Tamurello olió cada flor una y otra vez. Las miró frunciendo los labios.
—Los aromas son exquisitos. Me recuerdan algo que no atino a nombrar… El pensamiento cuelga en un recoveco de mi mente y se niega a aflorar. ¡Una sensación exasperante!
—Pronto lo recordarás —aseguró Melancthe—. ¿Por qué estás aquí, adonde tan rara vez acudes?
—Estoy aquí por curiosidad —respondió Tamurello—. Hace unos instantes se produjo un temblor en el Poste de Twitten. Puede significar mucho o poco, pero tal temblor siempre merece ser investigado… ¡Aja! ¡Mira quién ha llegado a la posada! Es Visbhume; debo hablar con él de inmediato.
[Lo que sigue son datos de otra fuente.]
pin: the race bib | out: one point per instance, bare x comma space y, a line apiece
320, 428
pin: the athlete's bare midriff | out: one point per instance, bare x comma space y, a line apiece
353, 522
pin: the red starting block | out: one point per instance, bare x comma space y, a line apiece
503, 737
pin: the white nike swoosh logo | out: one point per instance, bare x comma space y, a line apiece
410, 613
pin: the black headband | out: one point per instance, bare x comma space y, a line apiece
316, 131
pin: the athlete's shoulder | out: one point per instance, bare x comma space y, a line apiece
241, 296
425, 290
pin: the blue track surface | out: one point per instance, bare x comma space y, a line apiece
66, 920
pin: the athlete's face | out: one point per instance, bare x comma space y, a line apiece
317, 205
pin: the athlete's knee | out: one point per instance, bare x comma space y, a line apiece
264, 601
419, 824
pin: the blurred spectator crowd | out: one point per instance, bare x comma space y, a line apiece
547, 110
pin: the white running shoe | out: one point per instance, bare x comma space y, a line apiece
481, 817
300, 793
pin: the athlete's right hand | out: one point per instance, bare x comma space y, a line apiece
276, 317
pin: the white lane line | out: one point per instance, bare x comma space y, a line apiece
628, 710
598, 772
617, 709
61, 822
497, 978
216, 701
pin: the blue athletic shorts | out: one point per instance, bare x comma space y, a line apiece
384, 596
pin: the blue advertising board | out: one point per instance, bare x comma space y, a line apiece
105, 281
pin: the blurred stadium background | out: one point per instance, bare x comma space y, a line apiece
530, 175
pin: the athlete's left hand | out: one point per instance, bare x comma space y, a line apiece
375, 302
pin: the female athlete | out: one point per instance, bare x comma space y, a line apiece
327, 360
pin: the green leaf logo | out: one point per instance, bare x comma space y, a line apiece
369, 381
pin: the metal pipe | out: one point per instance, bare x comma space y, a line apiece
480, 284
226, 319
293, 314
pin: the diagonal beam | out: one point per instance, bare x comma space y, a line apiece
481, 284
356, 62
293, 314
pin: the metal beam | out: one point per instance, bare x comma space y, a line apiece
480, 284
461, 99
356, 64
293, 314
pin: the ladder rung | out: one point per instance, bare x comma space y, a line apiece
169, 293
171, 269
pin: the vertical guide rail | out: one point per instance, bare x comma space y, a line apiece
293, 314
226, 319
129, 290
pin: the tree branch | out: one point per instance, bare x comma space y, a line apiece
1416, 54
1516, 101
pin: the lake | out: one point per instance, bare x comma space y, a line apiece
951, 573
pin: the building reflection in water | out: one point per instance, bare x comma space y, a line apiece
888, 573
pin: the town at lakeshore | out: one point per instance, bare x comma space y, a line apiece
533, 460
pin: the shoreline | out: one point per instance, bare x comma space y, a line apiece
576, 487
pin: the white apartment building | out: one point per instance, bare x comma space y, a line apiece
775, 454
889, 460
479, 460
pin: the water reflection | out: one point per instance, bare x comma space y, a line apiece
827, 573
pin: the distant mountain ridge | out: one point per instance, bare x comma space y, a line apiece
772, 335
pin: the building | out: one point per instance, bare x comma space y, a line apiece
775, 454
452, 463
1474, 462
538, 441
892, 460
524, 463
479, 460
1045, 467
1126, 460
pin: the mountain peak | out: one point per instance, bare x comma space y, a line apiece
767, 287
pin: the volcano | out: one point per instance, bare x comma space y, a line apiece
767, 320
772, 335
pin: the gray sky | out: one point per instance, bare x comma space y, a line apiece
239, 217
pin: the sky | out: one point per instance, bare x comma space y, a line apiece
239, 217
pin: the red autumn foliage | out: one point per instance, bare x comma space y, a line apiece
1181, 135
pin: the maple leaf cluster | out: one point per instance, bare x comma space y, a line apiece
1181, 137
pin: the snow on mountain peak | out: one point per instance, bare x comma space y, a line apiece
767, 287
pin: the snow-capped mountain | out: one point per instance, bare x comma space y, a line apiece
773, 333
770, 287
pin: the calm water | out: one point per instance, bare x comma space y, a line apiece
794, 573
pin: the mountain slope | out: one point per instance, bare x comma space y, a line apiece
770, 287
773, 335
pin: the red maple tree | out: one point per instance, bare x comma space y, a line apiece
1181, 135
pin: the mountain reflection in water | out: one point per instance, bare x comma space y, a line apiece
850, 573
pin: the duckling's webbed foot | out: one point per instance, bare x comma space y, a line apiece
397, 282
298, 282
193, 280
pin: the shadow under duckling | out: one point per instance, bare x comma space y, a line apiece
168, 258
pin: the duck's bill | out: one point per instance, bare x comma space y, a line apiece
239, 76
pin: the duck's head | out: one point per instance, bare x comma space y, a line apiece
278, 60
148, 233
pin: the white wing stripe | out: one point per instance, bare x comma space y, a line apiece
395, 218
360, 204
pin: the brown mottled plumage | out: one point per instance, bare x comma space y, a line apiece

Visbhume estaba junto al mostrador buscando a Hockshank, quien en ese momento estaba ocupado en otra parte. Tamurello se le acercó.
—Visbhume, ¿qué haces aquí?
Visbhume miró al hombre de barba negra que lo interpelaba con tanta familiaridad.
—Soy Tamurello, bajo un disfraz que uso a menudo cuando viajo.
—¡Desde luego! ¡Ahora te reconozco, por la claridad de tu mirada! ¡Tamurello, me alegro de verte!
—Gracias. ¿Qué te trae por aquí en esta temporada?
Visbhume hinchó los carrillos y torció el índice.
—¿Quién puede explicar los antojos de un vagabundo? ¡Un día aquí, otro día allá! A veces el camino resulta duro, a veces agotador, y a veces trajinas en la lluvia y la oscuridad sólo guiado por el destello de tu lejana estrella. Pero por ahora sólo busco a Hockshank, para que me proporcione un cómodo cuarto donde pasar la noche.
—Me temo que tus necesidades no serán satisfechas. La posada está repleta.
Visbhume torció el gesto.
—En tal caso debo encontrar una parva de heno en el establo.